Fe3O4是一种极有前途的锂离子电池负极材料，但其循环稳定性差和倍率性能较低。本项目提出磁场辅助及与TiO2纳米管阵列（TNTA）复合互补的学术思路，构建磁性三维Fe3O4/CoPt/TNTA复合负极材料解决以上问题。利用永磁CoPt的稳定磁场定向吸附粉化的Fe3O4微粒、抑制团聚，提供电接触，提高循环性能（即磁场辅助）；利用TNTA三维纳米管状结构提高倍率性能、缓冲膨胀、防止团聚、提供锂离子快速传输通道，而Fe3O4提高了TNTA的容量（即Fe3O4与TNTA优势互补）。研究该复合负极材料物相与显微结构的调控规律，阐明其对电化学、磁学性能的影响规律和作用机理；研究新体系内电荷和锂离子的扩散和传输规律, 探讨磁学性能和电化学性能间的内在关系，揭示微磁场对嵌脱锂过程的作用机制，建立理论模型。本项目的实施将丰富Fe3O4等磁性电极材料的理论研究，同时对新型负极材料的制备与应用具有显著实际意义。

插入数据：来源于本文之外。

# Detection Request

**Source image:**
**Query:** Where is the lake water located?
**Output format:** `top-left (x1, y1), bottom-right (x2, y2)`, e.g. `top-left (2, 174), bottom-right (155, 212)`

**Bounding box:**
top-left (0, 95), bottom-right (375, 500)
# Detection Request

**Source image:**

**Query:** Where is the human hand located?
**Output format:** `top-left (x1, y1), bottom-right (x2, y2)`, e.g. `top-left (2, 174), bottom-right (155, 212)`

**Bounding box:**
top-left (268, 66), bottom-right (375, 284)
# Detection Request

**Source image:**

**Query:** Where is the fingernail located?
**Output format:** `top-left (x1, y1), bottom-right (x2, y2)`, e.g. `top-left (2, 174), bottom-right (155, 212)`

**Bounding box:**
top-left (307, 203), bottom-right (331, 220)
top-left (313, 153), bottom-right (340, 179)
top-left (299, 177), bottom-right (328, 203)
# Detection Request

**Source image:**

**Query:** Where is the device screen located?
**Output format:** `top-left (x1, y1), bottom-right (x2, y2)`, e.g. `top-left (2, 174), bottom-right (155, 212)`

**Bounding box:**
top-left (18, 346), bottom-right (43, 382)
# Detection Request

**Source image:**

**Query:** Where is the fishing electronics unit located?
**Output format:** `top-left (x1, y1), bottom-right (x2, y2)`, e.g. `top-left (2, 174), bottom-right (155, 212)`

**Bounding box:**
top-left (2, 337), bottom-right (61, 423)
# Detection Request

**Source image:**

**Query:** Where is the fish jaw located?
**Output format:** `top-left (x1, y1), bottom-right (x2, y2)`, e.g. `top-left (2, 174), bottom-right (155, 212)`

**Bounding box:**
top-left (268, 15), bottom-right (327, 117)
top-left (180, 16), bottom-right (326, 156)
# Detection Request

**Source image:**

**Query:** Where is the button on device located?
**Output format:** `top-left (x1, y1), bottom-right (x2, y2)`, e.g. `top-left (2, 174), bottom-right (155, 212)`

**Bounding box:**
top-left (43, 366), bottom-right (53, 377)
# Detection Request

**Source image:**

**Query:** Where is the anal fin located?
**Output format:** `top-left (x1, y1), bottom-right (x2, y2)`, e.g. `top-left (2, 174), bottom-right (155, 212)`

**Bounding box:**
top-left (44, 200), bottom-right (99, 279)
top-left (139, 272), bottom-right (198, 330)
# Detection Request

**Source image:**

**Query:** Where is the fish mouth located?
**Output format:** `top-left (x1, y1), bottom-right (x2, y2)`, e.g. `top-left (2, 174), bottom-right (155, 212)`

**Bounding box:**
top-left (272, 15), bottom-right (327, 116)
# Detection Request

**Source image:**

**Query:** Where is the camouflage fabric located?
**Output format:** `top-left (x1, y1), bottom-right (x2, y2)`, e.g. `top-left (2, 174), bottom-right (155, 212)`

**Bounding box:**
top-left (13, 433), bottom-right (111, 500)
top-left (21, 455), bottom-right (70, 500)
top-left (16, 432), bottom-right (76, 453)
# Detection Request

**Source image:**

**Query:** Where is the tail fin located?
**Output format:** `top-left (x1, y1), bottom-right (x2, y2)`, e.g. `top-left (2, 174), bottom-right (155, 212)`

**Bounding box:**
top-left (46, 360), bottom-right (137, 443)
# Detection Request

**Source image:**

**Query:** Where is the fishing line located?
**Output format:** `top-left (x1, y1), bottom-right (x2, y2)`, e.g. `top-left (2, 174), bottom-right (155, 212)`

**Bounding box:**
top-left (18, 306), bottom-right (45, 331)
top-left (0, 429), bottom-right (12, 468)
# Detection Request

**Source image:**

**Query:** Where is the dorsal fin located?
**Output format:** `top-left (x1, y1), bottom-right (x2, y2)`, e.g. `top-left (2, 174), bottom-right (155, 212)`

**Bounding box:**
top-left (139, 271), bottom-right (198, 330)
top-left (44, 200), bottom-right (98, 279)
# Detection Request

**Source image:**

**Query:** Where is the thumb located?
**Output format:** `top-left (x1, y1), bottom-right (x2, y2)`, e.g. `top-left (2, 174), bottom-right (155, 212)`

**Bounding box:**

Fe3O4 is concerned as a very promising anode material for lithium-ion batteries. However, its application is hindered due to its poor cycling stability and low rate performance. In this project, a novel composite anode of magnetic three-dimensional (3D) Fe3O4/CoPt/TiO2 nanotube array (TNTA) was designed, which exhibit excellent cycling performance and rate capability by the contributions of magnetic field assistance and TNTA composite. 1) Magnetic field assistance benefits the cycling performance of Fe3O4, because the stable magnetic field created by CoPt permanent magnet coating adsorbs the chalked Fe3O4 particles directionally, the magnetic force prohibit the mass agglomeration of Fe3O4, and the CoPt coating also provide electrical contact to Fe3O4. 2) TNTA composite anode exhibits excellent electrochemical performance due to the 3D nanotubular structure of TNTA, which improves the rate performance of Fe3O4, buffers the inflation, prohibits agglomeration and provides a rapid transmission channel for Li+. At the same time the addition of Fe3O4 enhances the capacity of TNTA. The research contents of this project include the control mechanism of the phase and microstructure, the affect factors and mechanism of the phase and microstructure on electrochemical and magnetics performance. And the rules of diffusion of charge and Li+ in the new system will be studied. What is more, the internal relationship between magnetic and electrochemical performance will be studied intensively, the acting mechanism of micromagnetic field on lithium intercalation-detercalation will be clarified, and then a theoretical model is established. This project will enrich the theory of the magnet electrode materials such as Fe3O4, and it will have an evident and practical significance on the preparation and application of new anode materials.